Even though the laughs aren’t as plentiful in Mitch and Cam’s storyline, I felt so sympathetic to both their plights that I stayed with them despite the broader stereotypes. Cam’s plan to win over this students via a barrage of music puns (starting with “Here comes treble!”) and the “funky” rhythm setting on his electronic keyboard is so dreadfully square that you can practically see his big gay heart breaking as the kids stare in horrified disbelief. And as the non-designated grocery shopper in our family, I identify fully with Mitch trying to find the right granola and having Lily disappear on him. “Look in the dairy case,” a resigned and disappointed Cam instructs him on the phone. “Doors don’t pull, they slide.” The most clichéd element of this role-reversal plot is that both members of the couple decide to pretend that everything went just perfectly during their day in the other one’s shoes. But even that is nicely subverted by the presence of Claire in the background with her tool chest and roasting pan, failing to get any credit for the perfect house and family Cam came home to (“Mitchell was late picking up Lily! She was in with the custodians!” Claire yells in a futile attempt to rat her brother out).
There are two lesser storylines in “The Butler’s Escape”; one is just negligible, and the other is actively irritating. In a desultory attempt to give Claire something to do besides being the foil to Phil and Luke’s magic act, the writers imagine that Alex is driving her crazy because Haley is no longer in the house to provide a focus for her scorn. Alex mocks her mother’s crossword skills and TV choices (“Try to mix in a book every once in a while”), until Claire figures out that the younger Dunphy daughter needs an opposing force for balance. And over in irritating land, Jay looks forward to escaping to San Francisco for work and for a night of rest away from Gloria’s bed-hogging, foghorn-snoring ways. When the meeting ends early, he checks into a local hotel instead of going home, only to be ratted out by Manny who likes to lounge in the lobby for a little peace and quiet (“The library’s such a pick-up scene,” he explains). Other than Gloria dramatically intoning, “When you’re married to me, you’re going to get yelled at many times!,” this set of pregnancy gags doesn’t bring anything fresh to the table.

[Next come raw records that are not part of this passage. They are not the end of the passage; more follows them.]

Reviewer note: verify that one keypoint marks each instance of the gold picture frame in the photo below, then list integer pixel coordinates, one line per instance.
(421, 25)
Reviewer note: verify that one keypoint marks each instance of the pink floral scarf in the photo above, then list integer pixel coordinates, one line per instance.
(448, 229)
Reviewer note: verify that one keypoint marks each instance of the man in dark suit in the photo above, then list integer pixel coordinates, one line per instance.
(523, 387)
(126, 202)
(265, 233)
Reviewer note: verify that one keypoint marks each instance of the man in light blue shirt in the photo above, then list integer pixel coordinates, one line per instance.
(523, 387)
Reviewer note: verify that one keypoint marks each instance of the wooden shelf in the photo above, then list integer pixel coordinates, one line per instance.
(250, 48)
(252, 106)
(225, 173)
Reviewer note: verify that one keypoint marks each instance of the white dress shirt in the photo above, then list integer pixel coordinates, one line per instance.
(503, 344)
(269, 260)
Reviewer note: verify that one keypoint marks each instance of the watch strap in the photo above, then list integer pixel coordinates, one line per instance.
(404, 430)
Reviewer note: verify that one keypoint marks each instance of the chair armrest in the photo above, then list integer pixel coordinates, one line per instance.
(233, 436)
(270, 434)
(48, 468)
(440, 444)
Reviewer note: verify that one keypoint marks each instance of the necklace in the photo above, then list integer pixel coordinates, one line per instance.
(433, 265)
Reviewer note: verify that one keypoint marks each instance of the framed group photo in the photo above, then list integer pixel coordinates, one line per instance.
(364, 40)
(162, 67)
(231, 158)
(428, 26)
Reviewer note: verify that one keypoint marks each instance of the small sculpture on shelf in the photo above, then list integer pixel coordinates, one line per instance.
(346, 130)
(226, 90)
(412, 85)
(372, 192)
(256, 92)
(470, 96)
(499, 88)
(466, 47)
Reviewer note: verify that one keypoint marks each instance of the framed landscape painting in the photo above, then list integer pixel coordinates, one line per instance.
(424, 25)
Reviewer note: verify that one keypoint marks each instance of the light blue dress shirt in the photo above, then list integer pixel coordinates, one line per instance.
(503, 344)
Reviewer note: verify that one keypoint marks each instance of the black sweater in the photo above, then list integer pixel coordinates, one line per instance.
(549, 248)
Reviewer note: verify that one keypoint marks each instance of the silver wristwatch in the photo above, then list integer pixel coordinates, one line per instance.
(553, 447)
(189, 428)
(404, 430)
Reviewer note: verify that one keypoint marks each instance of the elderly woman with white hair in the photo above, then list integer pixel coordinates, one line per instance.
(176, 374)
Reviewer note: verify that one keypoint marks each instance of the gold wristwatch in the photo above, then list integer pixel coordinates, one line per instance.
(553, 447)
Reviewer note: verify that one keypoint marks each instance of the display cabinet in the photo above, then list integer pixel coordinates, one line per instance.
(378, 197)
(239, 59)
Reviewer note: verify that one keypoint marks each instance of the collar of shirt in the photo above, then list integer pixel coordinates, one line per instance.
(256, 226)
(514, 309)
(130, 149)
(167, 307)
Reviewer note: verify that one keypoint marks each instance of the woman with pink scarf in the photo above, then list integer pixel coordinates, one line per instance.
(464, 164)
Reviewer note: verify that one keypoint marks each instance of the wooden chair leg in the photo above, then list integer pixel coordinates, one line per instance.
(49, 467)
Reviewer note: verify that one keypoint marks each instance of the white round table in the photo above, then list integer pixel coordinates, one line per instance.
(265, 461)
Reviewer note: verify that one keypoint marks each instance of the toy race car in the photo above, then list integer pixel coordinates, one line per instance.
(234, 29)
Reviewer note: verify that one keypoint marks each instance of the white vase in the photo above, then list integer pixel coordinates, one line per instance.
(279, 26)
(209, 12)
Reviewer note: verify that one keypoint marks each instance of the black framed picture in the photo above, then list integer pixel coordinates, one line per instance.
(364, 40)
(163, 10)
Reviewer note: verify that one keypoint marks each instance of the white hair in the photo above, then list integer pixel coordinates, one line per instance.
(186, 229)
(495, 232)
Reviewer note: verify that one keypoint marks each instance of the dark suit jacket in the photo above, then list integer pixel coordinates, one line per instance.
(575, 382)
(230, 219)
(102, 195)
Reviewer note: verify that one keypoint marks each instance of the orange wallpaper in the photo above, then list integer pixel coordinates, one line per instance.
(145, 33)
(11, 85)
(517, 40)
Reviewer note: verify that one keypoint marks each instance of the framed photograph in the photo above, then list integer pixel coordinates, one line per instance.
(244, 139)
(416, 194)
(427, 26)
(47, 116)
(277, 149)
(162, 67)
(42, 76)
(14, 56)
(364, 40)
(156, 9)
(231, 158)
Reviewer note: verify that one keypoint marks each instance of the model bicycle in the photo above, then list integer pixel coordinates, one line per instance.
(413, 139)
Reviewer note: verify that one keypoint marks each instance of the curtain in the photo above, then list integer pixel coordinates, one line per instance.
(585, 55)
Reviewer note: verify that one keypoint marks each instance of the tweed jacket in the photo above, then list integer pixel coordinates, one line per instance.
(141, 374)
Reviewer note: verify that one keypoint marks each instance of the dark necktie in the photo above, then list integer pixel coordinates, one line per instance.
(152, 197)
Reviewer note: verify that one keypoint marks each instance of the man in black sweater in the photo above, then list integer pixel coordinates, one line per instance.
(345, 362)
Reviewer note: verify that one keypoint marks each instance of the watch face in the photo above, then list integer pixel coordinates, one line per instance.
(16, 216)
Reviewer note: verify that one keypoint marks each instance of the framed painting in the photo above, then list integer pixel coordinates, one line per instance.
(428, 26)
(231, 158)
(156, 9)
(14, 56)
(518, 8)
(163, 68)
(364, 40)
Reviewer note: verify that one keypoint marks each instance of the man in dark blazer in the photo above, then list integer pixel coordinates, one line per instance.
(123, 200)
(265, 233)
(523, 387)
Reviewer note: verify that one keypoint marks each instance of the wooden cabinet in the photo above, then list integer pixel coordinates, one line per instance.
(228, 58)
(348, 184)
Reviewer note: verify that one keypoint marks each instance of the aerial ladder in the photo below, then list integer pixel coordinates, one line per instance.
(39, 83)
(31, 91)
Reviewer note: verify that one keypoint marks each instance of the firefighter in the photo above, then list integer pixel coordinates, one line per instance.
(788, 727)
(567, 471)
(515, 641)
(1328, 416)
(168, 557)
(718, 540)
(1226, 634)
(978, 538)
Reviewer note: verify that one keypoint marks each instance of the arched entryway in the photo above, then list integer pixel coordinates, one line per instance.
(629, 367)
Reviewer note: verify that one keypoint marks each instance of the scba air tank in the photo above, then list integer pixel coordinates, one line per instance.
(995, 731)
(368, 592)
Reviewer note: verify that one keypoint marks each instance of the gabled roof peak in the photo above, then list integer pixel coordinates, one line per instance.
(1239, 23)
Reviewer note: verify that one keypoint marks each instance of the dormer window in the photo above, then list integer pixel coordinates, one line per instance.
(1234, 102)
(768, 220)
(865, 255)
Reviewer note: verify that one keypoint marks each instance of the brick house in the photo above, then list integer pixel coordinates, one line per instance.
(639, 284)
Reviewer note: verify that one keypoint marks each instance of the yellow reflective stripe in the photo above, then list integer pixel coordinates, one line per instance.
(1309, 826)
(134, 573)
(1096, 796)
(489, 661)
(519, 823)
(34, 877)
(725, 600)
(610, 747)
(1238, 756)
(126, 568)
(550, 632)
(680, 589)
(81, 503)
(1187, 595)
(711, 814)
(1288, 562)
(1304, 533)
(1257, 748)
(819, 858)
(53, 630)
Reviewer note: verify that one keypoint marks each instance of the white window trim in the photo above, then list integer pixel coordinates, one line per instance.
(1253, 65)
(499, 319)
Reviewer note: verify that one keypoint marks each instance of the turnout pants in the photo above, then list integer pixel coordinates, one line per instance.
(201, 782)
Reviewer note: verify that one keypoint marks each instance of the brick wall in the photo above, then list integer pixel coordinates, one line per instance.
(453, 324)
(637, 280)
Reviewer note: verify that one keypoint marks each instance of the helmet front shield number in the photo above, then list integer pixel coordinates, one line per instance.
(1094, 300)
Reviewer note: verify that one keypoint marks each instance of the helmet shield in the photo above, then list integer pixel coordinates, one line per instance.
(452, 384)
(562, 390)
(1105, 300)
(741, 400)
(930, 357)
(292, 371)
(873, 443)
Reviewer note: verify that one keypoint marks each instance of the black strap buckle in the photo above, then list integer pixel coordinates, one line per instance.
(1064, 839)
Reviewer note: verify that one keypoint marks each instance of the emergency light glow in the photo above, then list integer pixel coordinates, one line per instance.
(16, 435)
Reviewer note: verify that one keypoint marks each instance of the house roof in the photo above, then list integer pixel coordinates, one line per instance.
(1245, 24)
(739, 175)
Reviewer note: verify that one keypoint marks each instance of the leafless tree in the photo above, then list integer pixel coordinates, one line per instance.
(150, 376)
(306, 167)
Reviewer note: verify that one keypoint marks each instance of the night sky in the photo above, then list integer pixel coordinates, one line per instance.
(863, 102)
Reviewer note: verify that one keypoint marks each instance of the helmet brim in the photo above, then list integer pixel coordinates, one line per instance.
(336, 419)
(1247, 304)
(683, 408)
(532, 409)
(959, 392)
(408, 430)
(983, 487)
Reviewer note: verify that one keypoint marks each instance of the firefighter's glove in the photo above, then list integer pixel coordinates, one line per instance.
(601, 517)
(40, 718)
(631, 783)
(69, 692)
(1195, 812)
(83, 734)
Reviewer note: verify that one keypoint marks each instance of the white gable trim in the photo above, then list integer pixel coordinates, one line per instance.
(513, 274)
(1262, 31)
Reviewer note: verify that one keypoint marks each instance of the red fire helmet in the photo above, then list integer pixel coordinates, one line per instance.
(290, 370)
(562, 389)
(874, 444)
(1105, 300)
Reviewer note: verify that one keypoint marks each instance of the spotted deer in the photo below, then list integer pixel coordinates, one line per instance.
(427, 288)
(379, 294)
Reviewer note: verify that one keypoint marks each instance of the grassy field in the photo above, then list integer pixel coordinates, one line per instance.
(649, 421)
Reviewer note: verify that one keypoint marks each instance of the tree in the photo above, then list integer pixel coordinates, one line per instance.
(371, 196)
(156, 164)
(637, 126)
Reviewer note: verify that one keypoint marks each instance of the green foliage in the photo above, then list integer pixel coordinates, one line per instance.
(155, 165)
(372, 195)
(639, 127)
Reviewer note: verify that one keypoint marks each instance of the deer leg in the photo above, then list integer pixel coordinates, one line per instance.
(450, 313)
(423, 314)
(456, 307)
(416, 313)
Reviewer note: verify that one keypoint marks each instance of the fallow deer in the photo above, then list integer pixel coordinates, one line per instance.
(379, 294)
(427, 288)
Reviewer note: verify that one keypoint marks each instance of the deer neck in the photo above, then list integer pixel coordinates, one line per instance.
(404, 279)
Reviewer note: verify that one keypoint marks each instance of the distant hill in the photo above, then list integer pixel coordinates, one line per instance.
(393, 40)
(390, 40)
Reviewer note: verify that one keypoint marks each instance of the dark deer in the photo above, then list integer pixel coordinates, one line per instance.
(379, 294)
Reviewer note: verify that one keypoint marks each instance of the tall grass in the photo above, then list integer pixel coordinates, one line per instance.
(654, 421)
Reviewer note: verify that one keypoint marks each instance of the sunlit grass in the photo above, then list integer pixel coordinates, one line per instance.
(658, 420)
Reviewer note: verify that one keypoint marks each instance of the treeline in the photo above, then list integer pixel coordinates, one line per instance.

This season is off to a strong start, even if this week’s episode represents more of a holding action or slight backtrack than a confident step forward. Ty Burrell has recommitted to one of the great sitcom characters of our time, and he’s on fire again this week; Eric Stonestreet is also doing outstanding work after struggling in the last couple of seasons to find the right pitch for his tricky character. But I’ll be glad when Julie Bowen is no longer stuck with a character trying to shore up her self-esteem with Gloria’s baby fat, and when Manny finally gets a plotline of his very own.
- When something explodes in the Dunphy house and Claire asks where Luke is, Phil reminds her: “Spontaneous human combustion is very rare.”
- Mitchell needs to buy a birthday present for one of Lily’s friends. “Don’t be thrown by the invitation,” Cam counsels him. “It is a pirates party, not a Pilates party.”
- Poor Cam is shunned in the faculty lounge during lunch, perhaps because of his treble clef sweatshirt. “The shop teacher spilled juice on it. He said it was an accident, but it wasn’t an accident!”
- The one saving grace of the Jay-and-Gloria hotel farce comes when Jay is frantically trying to keep Gloria from finding out he’s not in San Francisco after she claims to have flown up to meet him. It’s great fun to see Ed O’Neill scramble to convey touristic enthusiasm: “When you eat that chowder, make sure it’s in one of those bread bowls! You can eat the bowl!”